日本の農業は、高齢化や人口減少に伴う担い手の減少、耕作放棄地の拡大といった深刻な課題に直面しています。これらの課題を解決し、大切な農地を次世代へ着実に引き継ぐために、令和5年4月の法改正(農業経営基盤強化促進法等)により法定化されたのが「地域計画」です。本記事では、農家の皆様が知っておくべき制度の仕組みと影響を詳しく解説します。
農業の「地域計画」とは何か
地域計画とは、農業者や関係機関が話し合いを行い、地域の農業をどのように維持・発展させていくかという将来ビジョンをまとめた計画です。
正式名称は「地域農業経営基盤強化促進計画」
地域計画の正式名称は、「地域農業経営基盤強化促進計画」といいます。令和7年3月末までに、全国の市町村がそれぞれの地区ごとに策定することを基本として進められてきました。
「人・農地プラン」から「地域計画」へ変わった経緯
これまで取り組まれてきた「人・農地プラン」が法定化されたものが地域計画です。従来のプランは努力義務に近い性質でしたが、地域計画は法律に基づく計画として位置付けられ、より実効性の高い集約化の推進を目指しています。

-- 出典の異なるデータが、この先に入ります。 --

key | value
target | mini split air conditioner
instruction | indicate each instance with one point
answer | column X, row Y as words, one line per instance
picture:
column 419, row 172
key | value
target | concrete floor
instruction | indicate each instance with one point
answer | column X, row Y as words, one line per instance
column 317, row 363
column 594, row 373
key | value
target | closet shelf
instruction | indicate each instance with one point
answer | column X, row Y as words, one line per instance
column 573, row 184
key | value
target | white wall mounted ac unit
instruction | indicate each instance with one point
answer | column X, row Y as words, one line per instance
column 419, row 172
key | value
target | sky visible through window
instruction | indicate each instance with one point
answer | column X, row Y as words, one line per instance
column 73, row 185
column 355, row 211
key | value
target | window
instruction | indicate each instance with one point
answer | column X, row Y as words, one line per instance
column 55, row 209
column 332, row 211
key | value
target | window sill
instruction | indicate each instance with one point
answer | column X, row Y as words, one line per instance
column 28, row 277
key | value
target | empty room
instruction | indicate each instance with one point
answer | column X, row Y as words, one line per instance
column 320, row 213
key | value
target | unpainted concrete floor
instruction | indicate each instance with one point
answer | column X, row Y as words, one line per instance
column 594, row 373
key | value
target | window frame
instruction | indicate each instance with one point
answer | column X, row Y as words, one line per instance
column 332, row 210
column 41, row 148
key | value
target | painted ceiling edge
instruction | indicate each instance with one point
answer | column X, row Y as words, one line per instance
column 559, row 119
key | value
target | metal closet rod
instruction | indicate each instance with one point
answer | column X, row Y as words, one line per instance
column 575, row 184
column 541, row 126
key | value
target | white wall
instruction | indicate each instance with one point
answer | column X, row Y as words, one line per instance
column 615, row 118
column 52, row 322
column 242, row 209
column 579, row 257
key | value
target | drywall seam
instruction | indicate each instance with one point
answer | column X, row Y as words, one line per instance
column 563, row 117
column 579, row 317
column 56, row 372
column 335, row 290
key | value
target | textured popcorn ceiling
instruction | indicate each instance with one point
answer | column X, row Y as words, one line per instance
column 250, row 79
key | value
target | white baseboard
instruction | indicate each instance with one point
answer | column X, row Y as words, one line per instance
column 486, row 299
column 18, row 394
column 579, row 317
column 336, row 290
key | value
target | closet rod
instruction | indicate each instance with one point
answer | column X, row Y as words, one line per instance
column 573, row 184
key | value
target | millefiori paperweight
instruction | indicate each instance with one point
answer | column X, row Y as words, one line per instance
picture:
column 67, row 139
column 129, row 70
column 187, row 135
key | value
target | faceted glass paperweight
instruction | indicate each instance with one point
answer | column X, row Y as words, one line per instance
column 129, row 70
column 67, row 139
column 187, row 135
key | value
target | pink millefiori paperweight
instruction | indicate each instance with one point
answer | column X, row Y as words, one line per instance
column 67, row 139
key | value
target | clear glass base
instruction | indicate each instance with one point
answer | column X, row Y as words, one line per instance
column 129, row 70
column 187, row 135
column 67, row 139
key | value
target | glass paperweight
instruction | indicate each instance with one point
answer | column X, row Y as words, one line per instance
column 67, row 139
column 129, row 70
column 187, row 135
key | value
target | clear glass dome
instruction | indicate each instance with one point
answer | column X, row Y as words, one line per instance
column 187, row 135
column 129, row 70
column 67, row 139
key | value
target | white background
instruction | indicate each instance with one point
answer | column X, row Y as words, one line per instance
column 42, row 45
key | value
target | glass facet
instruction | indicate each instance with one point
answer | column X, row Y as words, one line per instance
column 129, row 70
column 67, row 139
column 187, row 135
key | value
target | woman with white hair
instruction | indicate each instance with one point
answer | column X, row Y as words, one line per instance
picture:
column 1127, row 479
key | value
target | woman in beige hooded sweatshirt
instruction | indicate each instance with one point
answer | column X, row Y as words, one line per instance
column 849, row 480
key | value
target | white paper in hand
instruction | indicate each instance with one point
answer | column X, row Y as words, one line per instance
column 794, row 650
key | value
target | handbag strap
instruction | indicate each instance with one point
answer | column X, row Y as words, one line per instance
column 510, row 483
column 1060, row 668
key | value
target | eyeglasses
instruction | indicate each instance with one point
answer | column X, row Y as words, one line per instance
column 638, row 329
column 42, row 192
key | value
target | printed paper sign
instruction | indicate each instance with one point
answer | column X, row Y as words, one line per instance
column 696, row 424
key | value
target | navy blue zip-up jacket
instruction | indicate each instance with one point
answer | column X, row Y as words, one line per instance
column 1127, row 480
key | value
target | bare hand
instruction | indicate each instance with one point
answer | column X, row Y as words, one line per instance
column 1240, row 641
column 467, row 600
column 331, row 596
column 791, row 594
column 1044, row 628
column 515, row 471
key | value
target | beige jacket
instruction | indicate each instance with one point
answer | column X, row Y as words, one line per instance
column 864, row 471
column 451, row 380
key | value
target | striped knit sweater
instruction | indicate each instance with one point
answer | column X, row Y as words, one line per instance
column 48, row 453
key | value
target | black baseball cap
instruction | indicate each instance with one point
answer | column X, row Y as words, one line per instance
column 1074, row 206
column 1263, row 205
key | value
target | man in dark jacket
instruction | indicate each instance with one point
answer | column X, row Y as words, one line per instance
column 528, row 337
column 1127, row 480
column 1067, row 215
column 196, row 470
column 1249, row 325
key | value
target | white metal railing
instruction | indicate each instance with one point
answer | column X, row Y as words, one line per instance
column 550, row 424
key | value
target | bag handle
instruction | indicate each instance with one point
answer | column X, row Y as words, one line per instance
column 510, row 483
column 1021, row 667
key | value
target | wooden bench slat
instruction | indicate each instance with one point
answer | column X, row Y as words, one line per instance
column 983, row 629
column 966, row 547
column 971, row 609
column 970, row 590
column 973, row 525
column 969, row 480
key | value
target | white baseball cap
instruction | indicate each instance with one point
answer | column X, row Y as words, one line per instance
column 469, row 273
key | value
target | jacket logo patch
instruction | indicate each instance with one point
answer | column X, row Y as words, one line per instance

地域計画・目標地図・農地バンクの3つの関係を整理する
地域計画は、「地域農業の将来ビジョン(文章)」と「目標地図」で構成されます。
- 目標地図: 10年後の農地利用の姿を一筆ごとに示した「将来の設計図」です。
- 農地バンク(農地中間管理機構): 地域計画(目標地図)の達成に向け、農地の借り受け・貸し付け等の集約化を実行する中心的な組織です。
地域計画が作られる背景と目的
背景には、農業従事者の平均年齢の上昇と、耕作放棄地の増加により地域の農地が適切に利用されなくなることへの強い危機感があります。
農業従事者の高齢化・減少と担い手不足の深刻化
全国の地域計画策定地区におけるアンケート分析では、約9割の地区が「担い手不足」と「農地の分散・点在」を課題として挙げています。後継者不在の農地を誰が守るのか、地域全体での検討が不可欠となっています。
10年後に誰がどの農地を使うかを地域で決める意義
地域計画の目的は、10年後の農地利用を明確化することで、将来にわたる適正な農地利用の確保と、農地の集約化による生産性向上を図ることにあります。あらかじめ「将来の受け手」を決めておくことで、リタイア発生時にもスムーズな農地の継承が可能になります。
地域計画は地域農業のマスタープラン
地域計画は、単なる農地の割り振り図ではなく、地域農業の発展に向けた「マスタープラン」です。米から高収益作物への転換、有機農業の導入、スマート農業の推進など、地域の実情に合わせた振興方針が盛り込まれます。
地域計画の策定までの流れ
市町村が主体となり、以下のステップで進められます。
Step1:地域の農家等による話し合い(協議の場)の設置
集落や大字単位で「協議の場」が設置されます。農業者、農業委員会、農地バンク、JA、土地改良区などが集まり、地域の現状と課題を話し合います。
Step2:WEB意見交換会の活用と参加方法
国や関係機関では、地域計画の推進に向けたWEB意見交換会を実施し、先進事例の共有や課題解決のノウハウを横展開しています。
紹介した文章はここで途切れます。